Le Conseil national d'évaluation des normes a évalué les charges supplémentaires de textes à 2,5 milliards d'euros pour 2022. Je rappelle que l'indexation de la DGF que nous réclamons correspond à 800 millions d'euros. Nous devons avoir ces chiffres à l'esprit.

Les enjeux du combat qui est le nôtre ne sont pas que financiers. Ils sont évidemment financiers dans un pays qui présente le record du monde de prélèvement obligatoire (45 % du PIB), le record du monde absolu de la dépense publique (57% du PIB), et qui, parallèlement, rencontre une désertification de services publics en milieu rural, mais aussi en milieu urbain.

Nous sommes ainsi renvoyés au paradoxe souligné par le président Pompidou dans son ouvrage « Le Noeud gordien ». Le noeud gordien que nous devons trancher aujourd'hui est celui d'une abondance de dépenses publiques et d'une pénurie de services publics, avec des fonctionnaires bien formés et honnêtes, mais qui bénéficient de rémunérations en-dessous des normes européennes. Le noeud gordien que nous devons trancher est celui de la complication, terme plus pertinent que la complexification, car la complexité peut être un progrès : bénéficier de normes d'inclusion pour les personnes en situation de handicap, de normes de protection, de normes d'hygiène alimentaire constituent un progrès social. Dans les solutions, je proposerai un rapprochement avec le secteur privé, qui est soumis à cette complication, notamment les grandes entreprises qui luttent, car elles n'ont pas d'autres choix que d'avoir des résultats. Face à cela, des spécialistes anglo-saxons estiment que lorsqu'il existe une complexification de 10 %, la complication conséquente est au moins de 50 %. En effet, la réponse sera la création d'une direction des qualités, du process, qui vont elles-mêmes générer leurs propres contraintes.

L'excès de normes nuit non seulement aux finances publiques, mais aussi à nos libertés.
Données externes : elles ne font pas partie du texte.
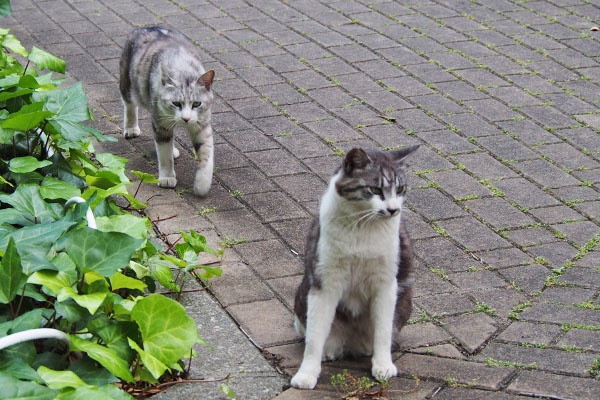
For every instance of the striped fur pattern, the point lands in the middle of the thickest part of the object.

J'insisterai sur ce thème qui n'est pas souvent évoqué, alors qu'il est majeur. La liberté est précisément de maîtriser le droit, protecteur. Seuls des spécialistes ou des collectivités qui possèdent l'ingénierie juridico-administrative peuvent se sortir du maquis normatif. Nous le voyons dans les communes rurales, qui sont souvent privées d'accès à la politique publique, en raison des appels à projets, qui eux-mêmes génèrent des process très lourds, et qui éloignent ceux dépourvus du recours à un cabinet de conseil.

Qui, parmi les citoyens, peut aujourd'hui prétendre connaître le droit ? Quel maire peut prétendre connaître le droit ? Quelle est la commune qui connaît les 1 800 pages de la réglementation thermique qui s'applique à la construction des bâtiments scolaires ?

Enjeu de liberté, enjeu d'efficacité, enjeu tout simplement de civisme face aux défis qui sont les nôtres aujourd'hui : climatique, économique, sécuritaire... Nous subissons une crise civique qui se traduit par la violence faite aux élus, par l'abstention, par l'indifférence même à la chose publique, par l'invective sur les réseaux sociaux ou sur les médias en flot continu. La complication, le caractère inaudible, inabordable des grandes règles qui régissent la vie en société ne peuvent que catalyser cette crise civique. L'impuissance publique, conjuguée à cette difficulté d'appréhender les règles qui protègent et qui émancipent, constitue un facteur de crise civique et donc de crise démocratique majeure.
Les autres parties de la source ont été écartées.